本发明的发明人前期做了大量诺如病毒的分子进化分析,发现诺如病毒340bp左右的VP1序列可以准确的进行诺如病毒基因分型,同时片段长度又保证了较高的PCR扩增效率,并且340bp左右的长度可以不打断直接通过Illumina NGS平台的PE250Hiseq进行双端测序,这大大减少了拼接过程中错误的发生。因为如果测序长度较长,则需要进行打断测序,测序数据在进行拼接过程中如同源性较高的病毒序列则可能进行错误拼接,人为产生错误的诺如病毒序列而丢失正确的序列。确认最适合的PCR产物长度后,发明人采集大量诺如病毒临床样本进行测序,同时收集已公开发表的诺如病毒基因序列,通过Aliview软件进行多重序列比对,利用Geneious软件分析GII组诺如病毒1-22个基因型VP1区域的保守区段。从而设计得到上述引物,设定PCR产物为300-450bp,设计40对PCR引物(图1),然后根据与多重比对序列的匹配度及反应条件筛选5对PCR引物利用阳性样本验证,最后筛选出灵敏度最高的3条引物用作巢式PCR扩增引物。由此,利用本发明的方法能够快速、简单且特异性扩增出GII诺如病毒VP1片段,且经实例比较灵敏度较常规的荧光PCR更高。

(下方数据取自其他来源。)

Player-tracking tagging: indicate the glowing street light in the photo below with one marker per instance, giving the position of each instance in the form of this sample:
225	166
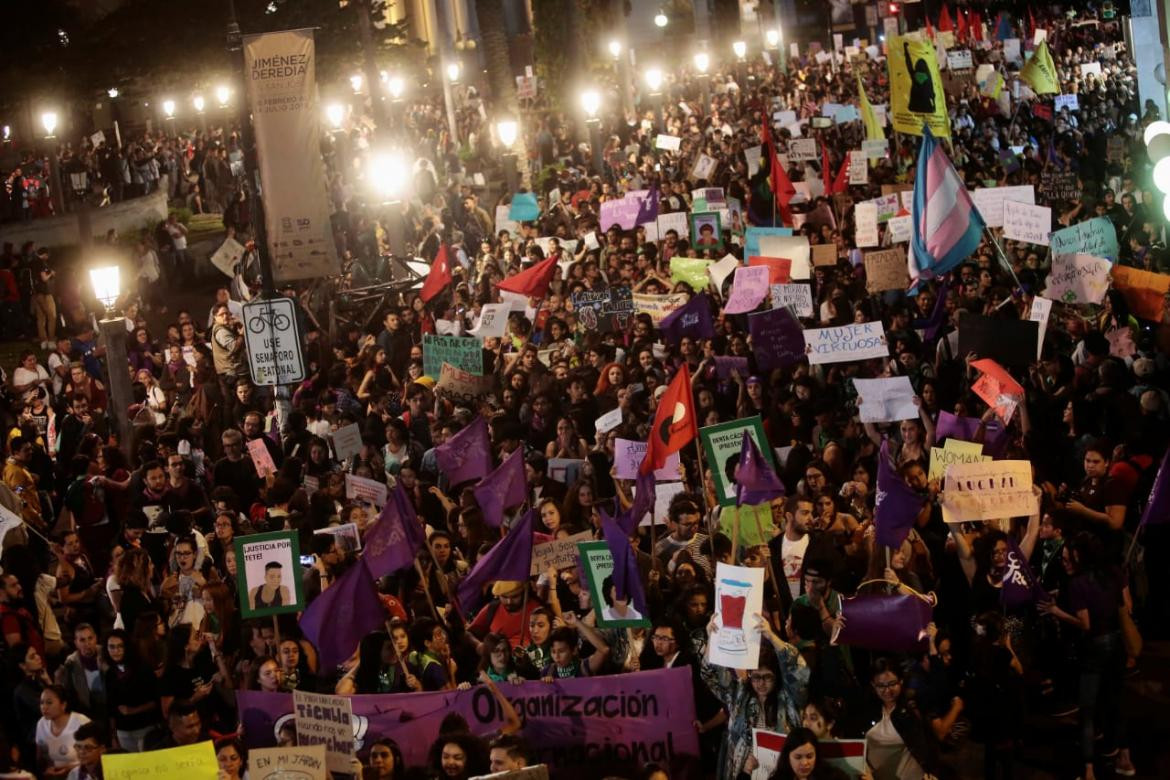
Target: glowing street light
49	122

本发明通过对于第二引物和第三引物中标签序列的设计,采用上述优选的引物序列,在第二步扩增时,引入Barcode标签片段,其包括了36种不同的序列组合,将其进行建库,可以实现1-36任一数量的水样样本混合建库,优化了建库过程,保证数据量的同时大大降低了测序成本。
优选地,所述构建诺如病毒基因分型测序文库的引物,还包括特异性接头,所述特异性接头包括正向接头和反向接头,所述正向接头的序列为:
AATGATACGGCGACCACCGAGATCTACACTCTTTCCGTACACGACGCTGTTCCGATCT
所述反向接头的序列为:
CAAGCAGAAGACGGCATACGAGAT(N)aGTGACTGGAGTTCAGACGTGTGCTCTTCCGATCT
所述反向接头的序列中(N)a为标签片段,其中,a选自6-10中的任一整数。
优选地,a选自6-8中的任一整数。
在其中一些实施例中,a为6。优选地,所述反向接头中的标签片段选自SEQ IDNO.18-SEQ ID NO.29。
本发明还提供了如上所述的引物在制备试剂盒中的应用,所述试剂盒为用于诺如病毒分型检测的试剂盒。具体可以为:用于构建诺如病毒基因分型测序文库和/或用于诺如病毒基因分型测序的试剂盒和/或用于检测诺如病毒的试剂盒。
本发明还提供了一种用于诺如病毒分型检测的试剂盒,其中包含有如上所述的引物。
本发明还提供了一种诺如病毒基因分型测序文库的构建方法,包括以下步骤:(1)获得病毒核酸样本;(2)以步骤(1)中提取的核酸为模板,以第一引物为上游引物,以第三引物为下游引物,进行第一轮PCR扩增;再以第二引物为上游引物,第三引物为下游引物,进行第二轮PCR扩增;(3)对步骤(2)的扩增产物进行接头连接;(4)纯化,得诺如病毒基因分型测序文库。
优选地,所述获得病毒核酸样本的步骤为:采集的待测样本经离心去除沉淀物后,加入MgCl2,再加入HCl调节pH至3.5-4.0;阴离子膜过滤,待测样本中的病毒吸附在阴离子膜上;洗脱吸附在阴离子膜上的病毒,提取核酸,即得。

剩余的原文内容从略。